“L’éducation des filles est le terreau fertile du syndrôme de l’imposteur”

14 déc. 2021

7min

“L’éducation des filles est le terreau fertile du syndrôme de l’imposteur”
auteur.e.s
Olivia Sorrel Dejerine

Journaliste indépendante

Thomas Decamps

Photographe chez Welcome to the Jungle

Aujourd’hui, viser haut, oser tout tenter ou célébrer ses réussites comme ses échecs n’est pas le crédo de beaucoup de femmes. Parmi les principales raisons à cela, les stéréotypes de genre depuis l’enfance ou encore la charge mentale qui brident les femmes dans l’évolution de leur carrière. À 29 ans, l’ingénieure en mécanique et fondatrice du site de coaching PowHER ta carrière Sarah Zitouni s’est donnée pour mission de briser ce statu quo. Son ambition est claire : permettre aux femmes de s’affirmer et de se réaliser au travail. En plus de son compte Instagram suivi par 21k followers, elle a sorti en septembre dernier son livre de conseils “Tout vouloir tout avoir” (Éd. Kiwi). Rencontre avec une battante bien déterminée à éradiquer le syndrome de l’imposteur au féminin, souvent dévastateur et encore bien trop présent.

Dans votre livre vous utilisez le champ lexical de la lutte : “conquérir” le monde professionnel, “s’armer” pour faire face au système, “pulvériser” le plafond de verre. Pour vous, être une femme dans le monde du travail, c’est un véritable combat ?

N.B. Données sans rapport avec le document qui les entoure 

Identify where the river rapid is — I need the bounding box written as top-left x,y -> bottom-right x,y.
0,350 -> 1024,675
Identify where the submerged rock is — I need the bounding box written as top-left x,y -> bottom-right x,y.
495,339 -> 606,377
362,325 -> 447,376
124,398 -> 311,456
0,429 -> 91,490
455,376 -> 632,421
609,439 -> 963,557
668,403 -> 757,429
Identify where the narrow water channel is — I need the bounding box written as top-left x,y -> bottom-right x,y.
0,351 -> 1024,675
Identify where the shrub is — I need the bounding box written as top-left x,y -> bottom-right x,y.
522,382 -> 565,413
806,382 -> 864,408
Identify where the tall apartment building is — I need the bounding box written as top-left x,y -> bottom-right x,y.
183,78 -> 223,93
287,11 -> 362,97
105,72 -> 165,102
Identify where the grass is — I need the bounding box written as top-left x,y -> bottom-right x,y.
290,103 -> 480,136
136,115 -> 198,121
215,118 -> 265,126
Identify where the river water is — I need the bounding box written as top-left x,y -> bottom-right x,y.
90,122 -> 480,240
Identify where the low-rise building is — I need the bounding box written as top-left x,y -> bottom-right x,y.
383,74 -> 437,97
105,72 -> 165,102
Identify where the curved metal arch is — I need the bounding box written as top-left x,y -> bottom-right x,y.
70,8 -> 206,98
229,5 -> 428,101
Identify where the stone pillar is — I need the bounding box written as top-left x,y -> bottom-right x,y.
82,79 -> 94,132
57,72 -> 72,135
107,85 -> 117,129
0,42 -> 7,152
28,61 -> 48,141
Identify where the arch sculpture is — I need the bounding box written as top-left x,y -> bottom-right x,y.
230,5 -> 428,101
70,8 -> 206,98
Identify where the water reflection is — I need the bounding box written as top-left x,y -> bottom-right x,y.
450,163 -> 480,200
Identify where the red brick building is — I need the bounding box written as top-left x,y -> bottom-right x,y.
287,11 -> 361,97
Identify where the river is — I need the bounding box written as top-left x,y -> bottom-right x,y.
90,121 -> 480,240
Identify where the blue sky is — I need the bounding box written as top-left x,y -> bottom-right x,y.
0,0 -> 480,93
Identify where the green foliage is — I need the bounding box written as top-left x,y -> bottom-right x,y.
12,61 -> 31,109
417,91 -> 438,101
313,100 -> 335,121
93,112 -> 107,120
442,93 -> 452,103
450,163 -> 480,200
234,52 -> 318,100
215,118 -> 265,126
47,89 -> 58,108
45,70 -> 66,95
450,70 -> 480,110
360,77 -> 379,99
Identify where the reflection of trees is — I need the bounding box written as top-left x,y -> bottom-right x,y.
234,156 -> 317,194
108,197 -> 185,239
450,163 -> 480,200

Je pense qu’être une femme, en général, c’est un véritable combat. C’est un combat à partir du moment où on décide de ne pas se conformer à l’image qu’on attend de nous, mais c’est compliqué même pour celles qui choisissent de s’y conformer car les injonctions sont tellement contradictoires qu’on est toujours en décalage. Les femmes au foyer sont traitées de feignantes, tandis que celles qui travaillent sont considérées comme des égoïstes. Ce conflit entre ce que l’on veut vraiment et ce à quoi on veut se conformer existe toujours, et je préfère qu’il existe à l’extérieur des femmes dans la société, plutôt qu’à l’intérieur d’elles-mêmes à les ronger.

Votre livre est conçu comme un guide pour aider et encourager les femmes à se réaliser dans la sphère professionnelle. Quels sont, selon vous, les principaux freins à cette envie ?

Les femmes sont confrontées à deux choses. D’une part, elles font face à une “présomption d’incompétence”, c’est-à-dire que pour un certain nombre de tâches, elles sont d’emblée considérées comme étant moins compétentes qu’un homme. Ce biais est aussi lié au “risque maternité” : les femmes sont perçues comme des utérus potentiels qu’elles soient en âge de procréer ou non, qu’elles aient choisit de devenir mère ou non, et c’est une des difficultés qui mène à tout le reste : on ne leur propose pas des tâches intéressantes, elles ne sont pas promues, on les paye moins que les hommes... D’autre part, il y a l’influence de l’éducation genrée sur les femmes. De nombreuses études montrent par exemple qu’on ne complimente pas les petites filles de la même manière que les petits garçons. Pour les garçons, ce sont des qualités actives qui ont plus trait à la personnalité comme “tu es courageux” tandis que pour les filles ce sont des qualités passives qui ont plus trait à l’apparence comme “tu es jolie”. Par ailleurs, la parole des filles, censées être “sages et discrètes”, est moins écoutée que celles des garçons. On ne construit pas assez solidement leur confiance en les laissant prendre des risques ou en les laissant s’affirmer et affirmer leur valeur par elle-même. Résultat, beaucoup de femmes ne savent pas dire non, ne savent pas demander ce qu’elles veulent, et surtout en viennent à penser que leur valeur n’est déterminée que par leur environnement extérieur via des compliments passifs, et ça c’est le terreau fertile du syndrome de l’imposteur.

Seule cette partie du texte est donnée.